You can’t see me, but I’m talking to Clint Eastwood sitting spectrally in an empty chair, and I am replying to his confused rant. 1. Mr. Eastwood, you called the failure to…
You can’t see me, but I’m talking to Clint Eastwood sitting spectrally in an empty chair, and I am replying to his confused rant.
1. Mr. Eastwood, you called the failure to close the Guantanamo Bay penitentiary a broken promise. President Obama was prevented from closing Guantanamo by the Republicans in Congress, which refused to allocate the funds necessary to end it. Do you remember this this Washington Post headline, “House acts to block closing of Guantanamo”?
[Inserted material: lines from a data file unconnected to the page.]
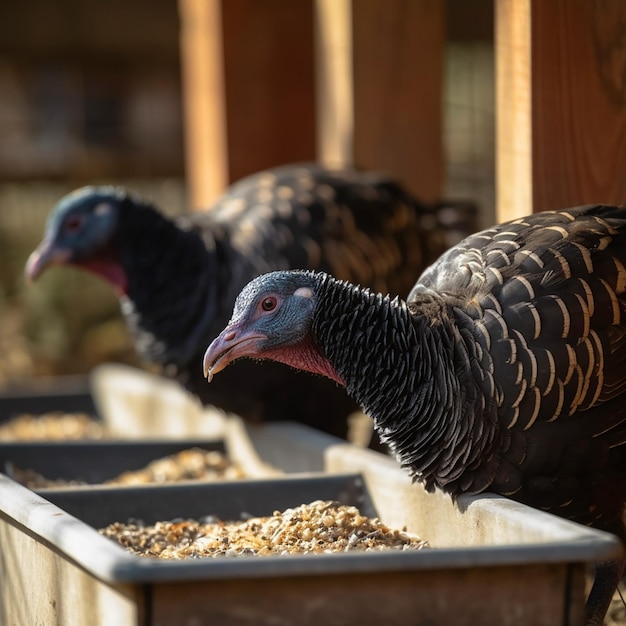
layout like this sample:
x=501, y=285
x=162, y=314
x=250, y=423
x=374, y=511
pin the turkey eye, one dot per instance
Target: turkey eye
x=268, y=304
x=73, y=224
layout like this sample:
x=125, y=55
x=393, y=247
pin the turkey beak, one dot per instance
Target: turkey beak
x=232, y=343
x=43, y=257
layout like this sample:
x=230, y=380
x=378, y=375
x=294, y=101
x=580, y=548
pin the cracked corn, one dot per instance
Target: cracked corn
x=190, y=464
x=318, y=527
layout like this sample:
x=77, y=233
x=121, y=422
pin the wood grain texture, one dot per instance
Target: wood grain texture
x=335, y=97
x=203, y=99
x=579, y=102
x=398, y=48
x=513, y=106
x=561, y=104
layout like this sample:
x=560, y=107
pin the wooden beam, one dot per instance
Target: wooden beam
x=333, y=72
x=579, y=102
x=206, y=152
x=561, y=104
x=270, y=83
x=398, y=52
x=513, y=109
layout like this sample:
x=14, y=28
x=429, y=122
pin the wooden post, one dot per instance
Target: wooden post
x=270, y=83
x=513, y=109
x=206, y=151
x=398, y=48
x=561, y=104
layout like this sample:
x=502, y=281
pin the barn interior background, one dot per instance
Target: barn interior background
x=519, y=105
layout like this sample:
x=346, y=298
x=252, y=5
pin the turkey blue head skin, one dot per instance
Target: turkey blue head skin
x=272, y=319
x=80, y=231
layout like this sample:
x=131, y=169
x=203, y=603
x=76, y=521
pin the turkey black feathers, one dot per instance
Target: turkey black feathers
x=502, y=371
x=178, y=278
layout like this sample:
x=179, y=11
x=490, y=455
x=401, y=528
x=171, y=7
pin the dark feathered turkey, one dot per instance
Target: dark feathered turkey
x=178, y=278
x=504, y=370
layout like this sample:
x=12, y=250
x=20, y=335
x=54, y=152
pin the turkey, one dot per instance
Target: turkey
x=178, y=278
x=504, y=370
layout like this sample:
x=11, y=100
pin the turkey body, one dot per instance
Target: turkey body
x=502, y=371
x=178, y=278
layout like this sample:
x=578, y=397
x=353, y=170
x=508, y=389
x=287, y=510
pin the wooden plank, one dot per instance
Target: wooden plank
x=335, y=96
x=203, y=100
x=513, y=109
x=398, y=83
x=270, y=83
x=561, y=104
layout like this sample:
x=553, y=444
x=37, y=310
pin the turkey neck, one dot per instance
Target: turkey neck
x=409, y=368
x=171, y=297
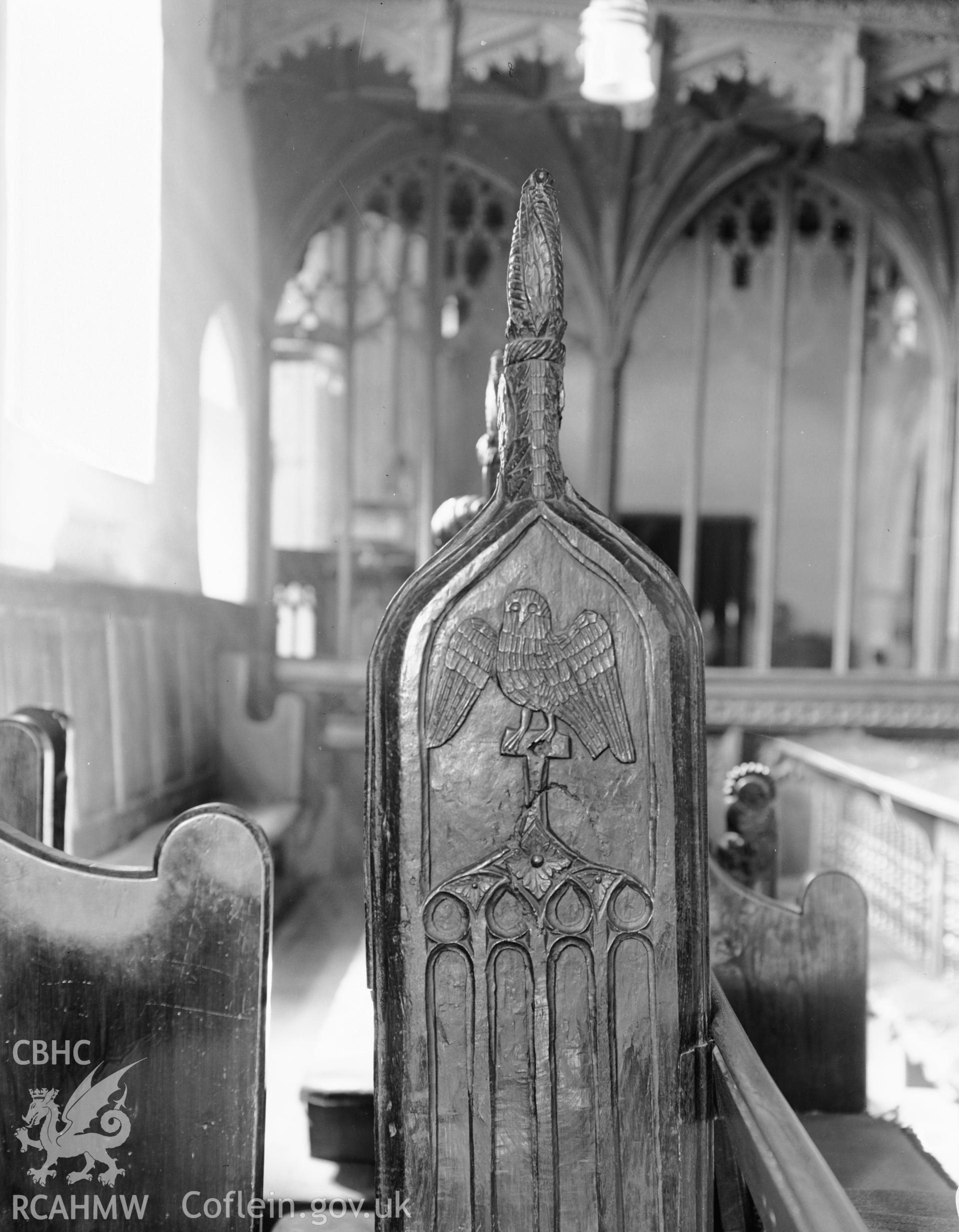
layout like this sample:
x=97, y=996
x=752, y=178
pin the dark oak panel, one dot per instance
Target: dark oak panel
x=537, y=897
x=159, y=981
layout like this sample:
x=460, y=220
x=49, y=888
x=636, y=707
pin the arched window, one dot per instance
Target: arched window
x=785, y=377
x=222, y=472
x=382, y=344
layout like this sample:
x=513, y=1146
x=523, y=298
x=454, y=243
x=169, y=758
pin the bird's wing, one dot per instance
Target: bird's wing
x=91, y=1098
x=467, y=667
x=592, y=701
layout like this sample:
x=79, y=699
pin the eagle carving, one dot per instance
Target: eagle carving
x=566, y=674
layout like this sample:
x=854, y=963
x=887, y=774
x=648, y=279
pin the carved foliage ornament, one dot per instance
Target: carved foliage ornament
x=537, y=892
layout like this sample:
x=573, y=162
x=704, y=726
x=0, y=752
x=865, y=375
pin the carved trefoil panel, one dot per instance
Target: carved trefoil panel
x=537, y=847
x=534, y=901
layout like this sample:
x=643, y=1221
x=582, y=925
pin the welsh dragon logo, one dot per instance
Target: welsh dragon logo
x=90, y=1102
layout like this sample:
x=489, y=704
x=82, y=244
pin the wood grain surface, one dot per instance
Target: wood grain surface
x=537, y=898
x=132, y=1030
x=790, y=1182
x=796, y=977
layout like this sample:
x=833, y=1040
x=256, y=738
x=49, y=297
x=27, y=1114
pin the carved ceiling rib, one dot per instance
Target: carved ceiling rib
x=820, y=57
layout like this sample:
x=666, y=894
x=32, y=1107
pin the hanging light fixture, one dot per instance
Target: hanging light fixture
x=617, y=56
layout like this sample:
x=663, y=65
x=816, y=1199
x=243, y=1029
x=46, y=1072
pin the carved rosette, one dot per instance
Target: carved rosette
x=541, y=981
x=537, y=885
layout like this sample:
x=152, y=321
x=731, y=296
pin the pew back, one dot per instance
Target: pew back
x=537, y=885
x=132, y=1029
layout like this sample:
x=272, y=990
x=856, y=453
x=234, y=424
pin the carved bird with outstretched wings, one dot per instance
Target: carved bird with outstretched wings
x=566, y=674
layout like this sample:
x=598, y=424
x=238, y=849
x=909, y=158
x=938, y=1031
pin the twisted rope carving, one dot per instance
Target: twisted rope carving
x=531, y=393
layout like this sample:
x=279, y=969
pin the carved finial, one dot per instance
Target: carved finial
x=531, y=393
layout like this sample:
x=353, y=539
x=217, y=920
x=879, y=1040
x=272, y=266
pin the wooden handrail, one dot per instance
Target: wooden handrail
x=791, y=1183
x=920, y=799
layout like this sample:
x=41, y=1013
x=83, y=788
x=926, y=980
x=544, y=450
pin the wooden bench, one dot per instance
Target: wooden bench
x=132, y=1030
x=157, y=686
x=260, y=770
x=548, y=1050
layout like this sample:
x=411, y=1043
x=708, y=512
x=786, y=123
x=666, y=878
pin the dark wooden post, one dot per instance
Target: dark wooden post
x=537, y=892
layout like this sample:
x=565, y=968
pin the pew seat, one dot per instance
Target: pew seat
x=893, y=1185
x=339, y=1087
x=260, y=770
x=274, y=818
2. Mr. Eastwood you called “stupid” the idea of trying terrorists who attacked New York in a civilian courtroom in New York. But what would have better vindicated the strengths of America’s rule of law, the thing about the US most admired abroad? Mr. Eastwood, perhaps you spent so many years playing vigilantes who just blew people away (people who in the real world we would have needed to try to establish their guilt or innocence) that you want to run our judicial system as a kangaroo court.
3. You complained that there are 23 million unemployed Americans. Actually there are 12.8 million unemployed Americans. But there are no measures by which W. created more jobs per month on average during his presidency than has Obama, and there is good reason to blame current massive unemployment on Bush’s policies of deregulating banks and other financial institutions, which caused the crash of 2008.
4. You criticized President Obama for giving a target date for withdrawal of troops from Afghanistan of 2014, and alleged that Romney said, “Why don’t you just bring them home tomorrow morning?” But George W. Bush set a target date of 31 December, 2011, for withdrawal from Iraq, and did so in negotiation with the Iraqi parliament. Was that also a bad idea? Have you considered that NATO allies and the government of President Hamid Karzai may have demanded an announced withdrawal date as a prerequisite of continued cooperation with the US there? And, just for your information, Gov. Romney hasn’t called for US troops to withdraw from Afghanistan immediately.
5. Mr. Eastwood, you made fun of Joe Biden as the ‘intellect of the Democratic Party.’ Vice President Biden was chair or ranking minority member of the Senate Foreign Relations Committee for decades, helped to save the Bosnian Muslims from genocide, and passed the Violence against Women Act. I haven’t always agreed with him myself, but he has been among our more thoughtful contributors to American foreign policy. You, on the other hand, like to pretend to shoot down large numbers of people over the course of a violent two-hour fantasy.
6. You criticized President Obama for ‘talking about student loans.’ The Republican Party, especially Paul Ryan, wants to take away the government-backed loans on which millions of students depend, at a time when student indebtedness is at an all-time high. Just because some people are way overpaid for play-acting doesn’t mean that ordinary people don’t need student loans to get the credentials that allow them to make a better life for themselves.
7. Mr. Eastwood, you criticized President Obama for saying he is an ‘ecological man’ but flying in Air Force One. Under President Obama, non-hydro forms of green energy in the United States have doubled from 3 percent of electricity production to 6 percent. Obama’s tax credits have been a big reason why. In contrast, Mr. Romney wants to get rid of credits for wind energy, which will hurt the Iowa economy, e.g., and is in the back pocket of Big Oil, so that he will stand in the way of green energy. I think doubling renewables rather offsets an occasional jet ride. And, it is Obama’s policies that will get us to the solar-driven airplane, not Romney’s.
8. You made fun of Obama because he has a law degree from Harvard. I just want you to sit in your empty chair for a while, and think about that.
9. You called Mr. Romney a ‘stellar businessman,’ but his business appears to have been to send American jobs to China.
10. I don’t know who suggested to you that you address us at the end and say, “Make my day,” with the implication that we should vote Romney-Ryan. But what I remember is, that phrase is a threat you are going to do bad things to us.